Laparoscopy and Infertility Treatment
When a woman experienced fertility problems in the 20th century, the standard test was to perform a laparoscopy to see if she had endometriosis. In laparoscopy, the physician inflates the abdomen with a harmless gas, makes a small incision, and inserts a laparoscope to see if uterine tissue is growing outside the uterus. During the laparoscopy the physician would remove the growths. Today, your physician may recommend laparoscopy if ultrasounds or other tests cannot confirm if you have endometriosis. The link between endometriosis and infertility is not clear. Some research has found improved pregnancy rates after laparoscopy, while other studies have found better results with IVF. The patient’s age is a major factor in success rates with either laparoscopy or IVF.
IVF and Endometriosis
Infertility treatments and success rates for women with endometriosis-related infertility and for women with unexplained infertility are generally similar, according to RESOLVE. IVF may be the best treatment option for both these types of infertility. In IVF treatment, the woman’s ovaries are stimulated to produce multiple eggs. The eggs are fertilized with the male partner’s semen in the lab. When the fertilized eggs grow into embryos, embryos are transferred to the woman’s uterus to implant and potentially grow into a baby.

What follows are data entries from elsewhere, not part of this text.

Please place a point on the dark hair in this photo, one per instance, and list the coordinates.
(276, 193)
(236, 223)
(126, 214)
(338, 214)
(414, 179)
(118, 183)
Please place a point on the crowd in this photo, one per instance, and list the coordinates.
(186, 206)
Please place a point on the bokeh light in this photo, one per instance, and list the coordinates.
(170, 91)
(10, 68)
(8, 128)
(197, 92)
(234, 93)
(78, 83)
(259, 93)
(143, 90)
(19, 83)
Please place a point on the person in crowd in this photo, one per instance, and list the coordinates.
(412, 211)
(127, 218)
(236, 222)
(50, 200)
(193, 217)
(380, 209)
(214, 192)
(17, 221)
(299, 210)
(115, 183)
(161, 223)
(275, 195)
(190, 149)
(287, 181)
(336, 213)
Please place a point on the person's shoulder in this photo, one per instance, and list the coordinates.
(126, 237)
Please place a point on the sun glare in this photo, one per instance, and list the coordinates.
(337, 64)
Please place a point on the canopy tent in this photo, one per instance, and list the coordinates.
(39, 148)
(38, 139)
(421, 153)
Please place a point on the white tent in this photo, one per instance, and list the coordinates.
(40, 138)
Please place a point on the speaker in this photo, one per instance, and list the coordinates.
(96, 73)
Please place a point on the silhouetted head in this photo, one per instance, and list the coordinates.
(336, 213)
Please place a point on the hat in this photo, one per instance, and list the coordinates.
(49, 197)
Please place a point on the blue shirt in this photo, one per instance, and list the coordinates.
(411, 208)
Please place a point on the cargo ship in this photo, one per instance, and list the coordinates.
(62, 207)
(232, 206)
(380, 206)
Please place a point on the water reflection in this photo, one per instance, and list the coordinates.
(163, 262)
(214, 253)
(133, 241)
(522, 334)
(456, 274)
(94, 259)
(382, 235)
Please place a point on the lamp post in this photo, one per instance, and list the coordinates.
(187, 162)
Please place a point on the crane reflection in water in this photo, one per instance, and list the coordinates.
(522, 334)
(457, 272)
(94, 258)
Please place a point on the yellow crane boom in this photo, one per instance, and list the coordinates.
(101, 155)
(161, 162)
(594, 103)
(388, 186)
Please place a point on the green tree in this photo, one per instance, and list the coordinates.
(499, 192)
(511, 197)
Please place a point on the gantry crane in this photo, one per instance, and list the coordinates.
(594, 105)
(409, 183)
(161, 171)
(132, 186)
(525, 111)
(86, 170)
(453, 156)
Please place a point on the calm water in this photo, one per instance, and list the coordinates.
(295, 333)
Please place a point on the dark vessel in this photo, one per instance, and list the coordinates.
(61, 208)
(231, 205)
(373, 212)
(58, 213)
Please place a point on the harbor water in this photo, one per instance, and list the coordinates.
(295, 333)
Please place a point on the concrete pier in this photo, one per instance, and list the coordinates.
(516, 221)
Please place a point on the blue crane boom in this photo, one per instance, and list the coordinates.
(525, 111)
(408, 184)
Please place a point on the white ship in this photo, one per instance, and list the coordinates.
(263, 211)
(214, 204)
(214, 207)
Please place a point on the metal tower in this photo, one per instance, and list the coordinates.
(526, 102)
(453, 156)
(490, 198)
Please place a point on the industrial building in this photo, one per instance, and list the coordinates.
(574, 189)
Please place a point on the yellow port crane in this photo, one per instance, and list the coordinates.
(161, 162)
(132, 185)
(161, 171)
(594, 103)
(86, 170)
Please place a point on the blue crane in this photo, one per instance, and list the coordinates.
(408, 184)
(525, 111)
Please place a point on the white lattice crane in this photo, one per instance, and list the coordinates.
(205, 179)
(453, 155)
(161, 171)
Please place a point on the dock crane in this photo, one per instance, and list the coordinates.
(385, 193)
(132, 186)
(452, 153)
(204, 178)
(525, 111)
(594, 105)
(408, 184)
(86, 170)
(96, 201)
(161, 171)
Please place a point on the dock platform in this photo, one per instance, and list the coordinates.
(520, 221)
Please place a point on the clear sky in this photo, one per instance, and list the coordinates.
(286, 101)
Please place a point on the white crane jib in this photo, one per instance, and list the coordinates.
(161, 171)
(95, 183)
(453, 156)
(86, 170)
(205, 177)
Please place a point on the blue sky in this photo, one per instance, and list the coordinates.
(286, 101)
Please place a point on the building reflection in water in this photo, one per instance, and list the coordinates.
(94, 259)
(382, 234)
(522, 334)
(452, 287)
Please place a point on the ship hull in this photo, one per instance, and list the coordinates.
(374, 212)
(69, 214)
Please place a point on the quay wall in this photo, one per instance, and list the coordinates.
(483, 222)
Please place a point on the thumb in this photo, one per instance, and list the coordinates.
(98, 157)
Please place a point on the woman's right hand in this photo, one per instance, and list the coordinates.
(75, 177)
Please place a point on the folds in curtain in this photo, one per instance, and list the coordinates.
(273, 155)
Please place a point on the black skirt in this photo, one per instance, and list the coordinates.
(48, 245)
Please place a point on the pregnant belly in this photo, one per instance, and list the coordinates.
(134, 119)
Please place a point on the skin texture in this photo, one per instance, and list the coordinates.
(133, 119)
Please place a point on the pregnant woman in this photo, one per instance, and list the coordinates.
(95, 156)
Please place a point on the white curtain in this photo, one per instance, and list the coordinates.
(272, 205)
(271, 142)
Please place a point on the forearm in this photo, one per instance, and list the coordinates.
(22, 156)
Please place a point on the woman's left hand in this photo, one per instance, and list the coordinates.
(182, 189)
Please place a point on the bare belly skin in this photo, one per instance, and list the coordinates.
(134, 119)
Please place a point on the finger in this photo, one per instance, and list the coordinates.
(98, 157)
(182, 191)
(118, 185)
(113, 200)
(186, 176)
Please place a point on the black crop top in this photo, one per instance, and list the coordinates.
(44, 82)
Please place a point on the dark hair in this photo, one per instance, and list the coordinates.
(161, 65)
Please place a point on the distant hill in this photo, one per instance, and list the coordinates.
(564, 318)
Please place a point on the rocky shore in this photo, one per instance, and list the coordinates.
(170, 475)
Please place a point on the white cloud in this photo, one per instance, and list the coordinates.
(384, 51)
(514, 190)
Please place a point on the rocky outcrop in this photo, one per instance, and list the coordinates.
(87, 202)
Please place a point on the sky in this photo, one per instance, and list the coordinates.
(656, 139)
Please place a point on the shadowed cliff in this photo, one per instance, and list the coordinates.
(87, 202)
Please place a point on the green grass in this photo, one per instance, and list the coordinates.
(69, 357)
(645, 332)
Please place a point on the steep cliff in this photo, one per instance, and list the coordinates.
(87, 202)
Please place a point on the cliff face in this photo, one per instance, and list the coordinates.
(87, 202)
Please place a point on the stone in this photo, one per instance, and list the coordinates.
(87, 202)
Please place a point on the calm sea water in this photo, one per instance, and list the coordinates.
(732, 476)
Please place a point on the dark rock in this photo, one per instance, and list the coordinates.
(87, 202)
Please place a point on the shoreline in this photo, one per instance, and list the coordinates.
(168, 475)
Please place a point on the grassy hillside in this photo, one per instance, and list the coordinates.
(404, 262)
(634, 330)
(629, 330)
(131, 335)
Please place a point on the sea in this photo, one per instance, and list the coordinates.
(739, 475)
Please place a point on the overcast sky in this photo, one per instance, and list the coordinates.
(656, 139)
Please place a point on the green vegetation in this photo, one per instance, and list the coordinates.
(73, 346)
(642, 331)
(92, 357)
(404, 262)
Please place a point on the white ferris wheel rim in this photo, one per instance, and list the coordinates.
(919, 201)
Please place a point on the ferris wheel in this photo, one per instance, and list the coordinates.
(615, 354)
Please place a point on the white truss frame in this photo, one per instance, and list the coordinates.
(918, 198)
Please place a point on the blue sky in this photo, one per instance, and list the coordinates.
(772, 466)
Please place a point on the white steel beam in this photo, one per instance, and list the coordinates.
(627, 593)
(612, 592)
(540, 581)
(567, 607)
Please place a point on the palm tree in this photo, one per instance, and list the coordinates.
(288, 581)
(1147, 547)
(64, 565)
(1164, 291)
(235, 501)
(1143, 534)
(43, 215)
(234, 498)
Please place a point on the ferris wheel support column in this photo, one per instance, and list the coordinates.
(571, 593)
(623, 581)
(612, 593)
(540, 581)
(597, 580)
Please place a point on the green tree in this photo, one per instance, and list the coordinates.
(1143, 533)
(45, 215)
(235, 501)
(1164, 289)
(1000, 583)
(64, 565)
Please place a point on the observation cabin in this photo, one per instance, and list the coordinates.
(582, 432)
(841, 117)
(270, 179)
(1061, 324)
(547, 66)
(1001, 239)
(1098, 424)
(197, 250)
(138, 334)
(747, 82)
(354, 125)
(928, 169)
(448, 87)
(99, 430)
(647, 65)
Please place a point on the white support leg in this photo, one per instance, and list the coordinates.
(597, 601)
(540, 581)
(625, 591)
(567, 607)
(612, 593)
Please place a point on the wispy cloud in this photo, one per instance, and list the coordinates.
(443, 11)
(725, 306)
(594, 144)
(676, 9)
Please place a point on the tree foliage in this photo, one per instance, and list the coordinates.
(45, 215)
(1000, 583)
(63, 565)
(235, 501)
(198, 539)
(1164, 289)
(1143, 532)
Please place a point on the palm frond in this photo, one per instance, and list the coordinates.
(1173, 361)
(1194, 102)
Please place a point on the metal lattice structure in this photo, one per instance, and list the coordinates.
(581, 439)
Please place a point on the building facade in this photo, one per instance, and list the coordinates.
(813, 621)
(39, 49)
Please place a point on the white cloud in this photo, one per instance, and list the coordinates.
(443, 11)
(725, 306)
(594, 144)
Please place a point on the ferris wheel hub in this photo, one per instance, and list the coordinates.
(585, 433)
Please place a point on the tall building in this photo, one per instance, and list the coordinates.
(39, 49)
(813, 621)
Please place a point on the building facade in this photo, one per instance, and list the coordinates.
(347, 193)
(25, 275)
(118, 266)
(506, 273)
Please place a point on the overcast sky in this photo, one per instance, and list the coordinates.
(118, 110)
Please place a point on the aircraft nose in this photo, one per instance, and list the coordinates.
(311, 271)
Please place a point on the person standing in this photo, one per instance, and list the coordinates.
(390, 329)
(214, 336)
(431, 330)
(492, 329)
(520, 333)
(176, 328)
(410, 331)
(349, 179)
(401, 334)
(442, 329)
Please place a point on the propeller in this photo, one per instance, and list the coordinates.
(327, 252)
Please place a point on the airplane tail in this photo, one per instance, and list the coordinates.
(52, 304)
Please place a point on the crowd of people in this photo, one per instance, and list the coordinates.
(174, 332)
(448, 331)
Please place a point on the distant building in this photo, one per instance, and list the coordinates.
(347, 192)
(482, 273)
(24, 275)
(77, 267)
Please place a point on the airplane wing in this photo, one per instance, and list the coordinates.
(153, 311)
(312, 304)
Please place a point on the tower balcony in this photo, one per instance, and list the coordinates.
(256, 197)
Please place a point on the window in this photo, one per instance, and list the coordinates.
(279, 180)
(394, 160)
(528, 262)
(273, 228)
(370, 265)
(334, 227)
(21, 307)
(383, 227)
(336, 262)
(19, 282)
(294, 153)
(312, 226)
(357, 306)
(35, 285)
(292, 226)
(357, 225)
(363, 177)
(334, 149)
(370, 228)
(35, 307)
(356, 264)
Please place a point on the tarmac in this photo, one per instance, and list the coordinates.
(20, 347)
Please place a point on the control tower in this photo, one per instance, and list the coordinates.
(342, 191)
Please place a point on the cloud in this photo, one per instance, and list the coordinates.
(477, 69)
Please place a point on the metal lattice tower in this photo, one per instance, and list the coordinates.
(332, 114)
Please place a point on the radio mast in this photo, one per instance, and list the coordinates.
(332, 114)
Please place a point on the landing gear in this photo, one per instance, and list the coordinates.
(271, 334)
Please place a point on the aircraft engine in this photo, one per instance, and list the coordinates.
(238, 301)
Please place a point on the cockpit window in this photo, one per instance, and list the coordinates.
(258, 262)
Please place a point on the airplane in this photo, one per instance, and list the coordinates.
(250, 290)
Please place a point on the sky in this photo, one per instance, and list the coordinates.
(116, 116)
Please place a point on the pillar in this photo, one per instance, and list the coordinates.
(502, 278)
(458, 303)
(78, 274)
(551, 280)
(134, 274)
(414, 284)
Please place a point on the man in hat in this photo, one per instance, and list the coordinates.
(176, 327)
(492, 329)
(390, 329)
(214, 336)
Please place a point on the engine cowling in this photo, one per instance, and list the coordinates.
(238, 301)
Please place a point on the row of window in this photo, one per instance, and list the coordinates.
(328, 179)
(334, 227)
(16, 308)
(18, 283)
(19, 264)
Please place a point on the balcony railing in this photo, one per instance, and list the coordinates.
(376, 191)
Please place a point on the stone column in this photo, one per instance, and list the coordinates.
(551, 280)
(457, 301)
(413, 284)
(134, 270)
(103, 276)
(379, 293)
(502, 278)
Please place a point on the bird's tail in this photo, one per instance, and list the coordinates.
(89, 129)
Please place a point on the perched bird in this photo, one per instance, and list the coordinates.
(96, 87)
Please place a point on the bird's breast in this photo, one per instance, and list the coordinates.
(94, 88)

IVF avoids any issues with blocked fallopian tubes or scar tissue in the uterus that might keep sperm from reaching an egg when it’s released. Laparoscopy usually isn’t necessary if IVF treatment is used. Having more than one laparoscopic surgery is not the preferred approach if you plan to use IVF, according to the Eunice Kennedy Shriver National Institute of Child Health and Human Development. Additional surgery may diminish your ovarian reserve and make IVF less likely to succeed.